SYSTEM FOR PERFORMING POLYMERASE CHAIN REACTION NUCLEIC ACID AMPLIFICATION
A printed circuit structure containing a fluidic chamber configured to receive an aqueous solution containing a sample to be analyzed and fluorophore for polymerase chain reaction analysis. The printed circuit structure also contains a heating element that provides for temperature cycling of the fluidic chamber to support polymerase chain reaction analysis.
The present application is related to and claims the benefit of the following copending and commonly assigned U.S. patent applications: U.S. Patent Application No. 61/466,835, titled “Monolithic Miniaturized System for Performing Polymerase Chain Reaction Nucleic Acid Amplification Fabricated within a Printed Circuit Board,” filed on Mar. 23, 2011; the entire contents of this application are incorporated herein by reference.
BACKGROUND1. Field
The present disclosure relates to real-time polymerase chain reaction analysis. More specifically, the present disclosure describes a printed circuit structure providing a fluidic structure configured to receive an aqueous solution containing a sample to be analyzed and fluorophore. The printed circuit structure provides for temperature cycling of the fluidic chamber to support polymerase chain reaction analysis.

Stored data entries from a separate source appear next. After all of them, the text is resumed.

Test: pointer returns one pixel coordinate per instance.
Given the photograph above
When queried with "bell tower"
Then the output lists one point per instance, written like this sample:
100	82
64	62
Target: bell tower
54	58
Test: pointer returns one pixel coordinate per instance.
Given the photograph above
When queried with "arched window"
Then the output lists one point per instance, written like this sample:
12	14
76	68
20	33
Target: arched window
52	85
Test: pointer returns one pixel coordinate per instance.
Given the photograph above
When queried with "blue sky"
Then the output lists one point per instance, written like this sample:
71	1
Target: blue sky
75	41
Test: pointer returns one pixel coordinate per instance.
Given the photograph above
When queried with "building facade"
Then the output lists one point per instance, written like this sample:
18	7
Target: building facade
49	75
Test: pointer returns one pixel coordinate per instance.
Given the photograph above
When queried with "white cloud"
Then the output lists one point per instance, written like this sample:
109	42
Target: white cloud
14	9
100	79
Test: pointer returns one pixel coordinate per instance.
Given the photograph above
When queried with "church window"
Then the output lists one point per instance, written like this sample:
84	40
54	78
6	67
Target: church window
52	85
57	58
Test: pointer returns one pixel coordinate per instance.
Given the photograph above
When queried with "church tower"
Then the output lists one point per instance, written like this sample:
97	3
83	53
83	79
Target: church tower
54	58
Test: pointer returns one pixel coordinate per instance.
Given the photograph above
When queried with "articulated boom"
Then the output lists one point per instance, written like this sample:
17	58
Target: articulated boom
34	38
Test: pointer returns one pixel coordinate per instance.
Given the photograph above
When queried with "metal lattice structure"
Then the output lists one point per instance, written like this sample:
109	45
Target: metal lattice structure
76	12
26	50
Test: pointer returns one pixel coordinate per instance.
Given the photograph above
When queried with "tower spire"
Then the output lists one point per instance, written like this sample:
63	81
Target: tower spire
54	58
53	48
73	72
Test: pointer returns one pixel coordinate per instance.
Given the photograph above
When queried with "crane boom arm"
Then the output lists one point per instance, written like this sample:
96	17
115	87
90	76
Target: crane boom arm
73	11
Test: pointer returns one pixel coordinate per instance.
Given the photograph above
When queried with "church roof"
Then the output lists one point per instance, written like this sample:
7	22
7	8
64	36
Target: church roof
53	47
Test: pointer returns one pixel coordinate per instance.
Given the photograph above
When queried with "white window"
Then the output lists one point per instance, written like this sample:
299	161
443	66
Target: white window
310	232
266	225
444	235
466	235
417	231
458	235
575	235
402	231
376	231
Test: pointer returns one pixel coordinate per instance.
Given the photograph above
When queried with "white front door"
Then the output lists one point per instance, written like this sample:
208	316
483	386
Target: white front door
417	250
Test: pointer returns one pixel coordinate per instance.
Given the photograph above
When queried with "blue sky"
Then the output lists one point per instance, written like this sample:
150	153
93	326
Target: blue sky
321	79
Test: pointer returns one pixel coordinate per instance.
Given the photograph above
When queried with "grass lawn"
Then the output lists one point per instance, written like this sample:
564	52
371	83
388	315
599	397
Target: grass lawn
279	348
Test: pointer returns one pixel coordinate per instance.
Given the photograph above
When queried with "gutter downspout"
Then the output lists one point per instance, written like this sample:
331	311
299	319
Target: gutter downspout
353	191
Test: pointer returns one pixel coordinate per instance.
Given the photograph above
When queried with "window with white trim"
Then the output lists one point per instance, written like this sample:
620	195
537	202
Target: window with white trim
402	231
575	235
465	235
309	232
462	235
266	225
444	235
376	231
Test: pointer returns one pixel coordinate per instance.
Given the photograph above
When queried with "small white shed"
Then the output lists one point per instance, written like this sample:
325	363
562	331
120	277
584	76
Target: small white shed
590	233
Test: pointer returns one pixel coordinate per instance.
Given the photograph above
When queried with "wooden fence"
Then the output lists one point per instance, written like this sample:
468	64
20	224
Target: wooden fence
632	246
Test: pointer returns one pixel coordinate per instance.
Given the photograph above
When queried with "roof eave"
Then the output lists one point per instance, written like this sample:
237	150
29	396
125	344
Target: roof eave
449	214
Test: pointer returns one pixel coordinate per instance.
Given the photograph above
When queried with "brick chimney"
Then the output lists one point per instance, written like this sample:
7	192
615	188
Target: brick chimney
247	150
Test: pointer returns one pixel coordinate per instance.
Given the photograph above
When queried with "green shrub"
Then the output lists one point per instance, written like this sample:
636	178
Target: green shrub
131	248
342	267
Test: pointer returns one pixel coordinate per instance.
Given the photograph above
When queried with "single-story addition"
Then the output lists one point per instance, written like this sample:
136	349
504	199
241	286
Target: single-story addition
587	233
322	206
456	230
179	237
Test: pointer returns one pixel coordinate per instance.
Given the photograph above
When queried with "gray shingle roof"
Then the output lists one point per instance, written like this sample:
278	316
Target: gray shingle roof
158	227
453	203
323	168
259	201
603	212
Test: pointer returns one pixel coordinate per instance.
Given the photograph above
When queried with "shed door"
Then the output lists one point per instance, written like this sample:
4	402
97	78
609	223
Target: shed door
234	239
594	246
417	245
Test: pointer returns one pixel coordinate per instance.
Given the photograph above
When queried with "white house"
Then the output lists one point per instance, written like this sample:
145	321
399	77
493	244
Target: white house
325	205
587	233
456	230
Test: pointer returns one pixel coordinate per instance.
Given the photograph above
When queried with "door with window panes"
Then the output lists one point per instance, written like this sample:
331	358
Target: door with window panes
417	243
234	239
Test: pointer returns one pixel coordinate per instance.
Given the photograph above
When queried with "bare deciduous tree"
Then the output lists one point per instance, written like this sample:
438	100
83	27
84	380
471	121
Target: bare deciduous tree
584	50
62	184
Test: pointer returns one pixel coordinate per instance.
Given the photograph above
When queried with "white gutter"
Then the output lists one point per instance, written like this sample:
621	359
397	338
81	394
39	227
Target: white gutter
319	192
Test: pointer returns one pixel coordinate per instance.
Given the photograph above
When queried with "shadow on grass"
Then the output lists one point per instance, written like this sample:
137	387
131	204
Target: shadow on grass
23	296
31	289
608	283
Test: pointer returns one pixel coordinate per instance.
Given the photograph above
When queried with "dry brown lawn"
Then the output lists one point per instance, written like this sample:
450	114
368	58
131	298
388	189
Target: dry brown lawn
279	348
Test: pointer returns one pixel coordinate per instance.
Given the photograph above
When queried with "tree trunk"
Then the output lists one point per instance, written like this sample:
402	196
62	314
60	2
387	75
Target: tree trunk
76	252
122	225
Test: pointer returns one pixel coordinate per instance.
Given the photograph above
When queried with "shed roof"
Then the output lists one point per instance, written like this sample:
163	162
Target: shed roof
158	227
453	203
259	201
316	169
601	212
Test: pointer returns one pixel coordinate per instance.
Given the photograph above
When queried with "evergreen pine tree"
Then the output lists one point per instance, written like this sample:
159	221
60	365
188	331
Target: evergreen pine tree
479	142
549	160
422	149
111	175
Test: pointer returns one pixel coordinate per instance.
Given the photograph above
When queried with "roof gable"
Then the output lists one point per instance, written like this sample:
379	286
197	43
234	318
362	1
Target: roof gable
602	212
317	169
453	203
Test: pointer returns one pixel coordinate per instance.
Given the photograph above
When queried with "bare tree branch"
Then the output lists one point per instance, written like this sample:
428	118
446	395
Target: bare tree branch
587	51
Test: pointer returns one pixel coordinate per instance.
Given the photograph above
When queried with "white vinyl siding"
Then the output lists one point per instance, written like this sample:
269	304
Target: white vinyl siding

2. Description of Related Art
DNA/RNA analysis is an increasingly important analysis tool for a wide variety of biochemical applications. The uniqueness of nucleic acid sequences allows for the detection of biological agents with a high degree of specificity. However, since the concentration of DNA in biologically derived analytes is low, the DNA concentration must be increased, i.e., amplified, to be effectively used as a detection tool. The dominant method to amplify DNA concentration is the polymerase chain reaction (PCR). In PCR, a DNA-containing solution is mixed with primer strands that bracket the desired sequence, free nucleotides (the building blocks of a DNA strand), a polymerase enzyme, and buffer solution. The resulting solution is then cycled through a series of temperatures, which allow the DNA to separate (“melt”), and polymerize a replicated strand from the available free nucleotides. Depending on the type of polymerase employed, the temperature steps are typically 95° C. (unwinding the DNA, or melting), 50°-65° C. (attracting free nucleotides, or annealing), and 70° C. (replicating the DNA strand—polymerization). With each temperature cycle, the total concentration of the desired DNA sequence doubles, allowing the concentration to be exponentially amplified by a series of temperature cycles.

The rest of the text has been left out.